Another alternative that is perhaps more suited to this particular situation of separate domains and essentially separate websites (although perhaps a "common" engine) is to have additional (separate) .htaccess files for each site.

Exactly how you configure this could depend on exactly how you've configured your file structure, however, this enables an increased separation between your sites and to even share configs between two or more sites if you wish. You could have resources that relate just to the site being accessed - but you may have something like this already.

For example...

  • You would still have the "master" .htaccess file in the document root (assuming you share a common root directory for all domains).
  • Create a subdirectory for each host. eg. /domain1.com and inside each subdirectory you just have a .htaccess file for that domain.

File structure:

/
    domain1.com/
        .htaccess
    domain2.com/
        .htaccess
    .htaccess
    index.php

/.htaccess

The root .htaccess file would then route the request to the appropriate subdirectory for the requested host.

RewriteEngine On

# If the request is already for index.php in the document root then DONE
RewriteRule ^index\.php$ - [L]

# Rewrite all requests that don't map to files to the appropriate domain subdirectory
RewriteCond %{REQUEST_FILENAME} !-f
RewriteRule (.*) %{HTTP_HOST}/$1 [L]

/domain1.com/.htaccess

Then each domain's .htaccess file contains just the directives for that domain and rewrites the request back to the "common" /index.php file in the document root to render the request.
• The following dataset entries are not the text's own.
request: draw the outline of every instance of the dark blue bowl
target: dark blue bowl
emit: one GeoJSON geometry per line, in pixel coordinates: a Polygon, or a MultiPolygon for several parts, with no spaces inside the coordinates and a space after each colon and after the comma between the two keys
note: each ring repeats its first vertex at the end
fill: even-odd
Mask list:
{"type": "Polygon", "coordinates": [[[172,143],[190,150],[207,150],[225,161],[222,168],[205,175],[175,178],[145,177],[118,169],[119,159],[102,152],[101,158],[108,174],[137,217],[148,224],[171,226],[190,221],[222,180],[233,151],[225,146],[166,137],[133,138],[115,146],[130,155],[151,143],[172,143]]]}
The rewrite directives take the same "normal" format as used above.

# domain1.com

RewriteEngine On

# Optional - If this subdirectory is accessed directly then redirect back to the root
RewriteCond %{ENV:REDIRECT_STATUS} ^$
RewriteRule (.*) /$1 [R=301,L]

#main pages
RewriteRule ^members/$     /index.php?pageid=2 [NC,L]
RewriteRule ^contact/$     /index.php?pageid=3 [NC,L]
RewriteRule ^affiliates/$  /index.php?pageid=4 [NC,L]

#blog articles
RewriteRule ^welcome-to-our-blog/$ /index.php?pageid=b0001 [NC,L]

Anyway, food for thought. Some of this comes down to how you structure your application rather than strictly "Grouping RewriteRule by RewriteCond". If you'd like further explanation of any "bit" then just say.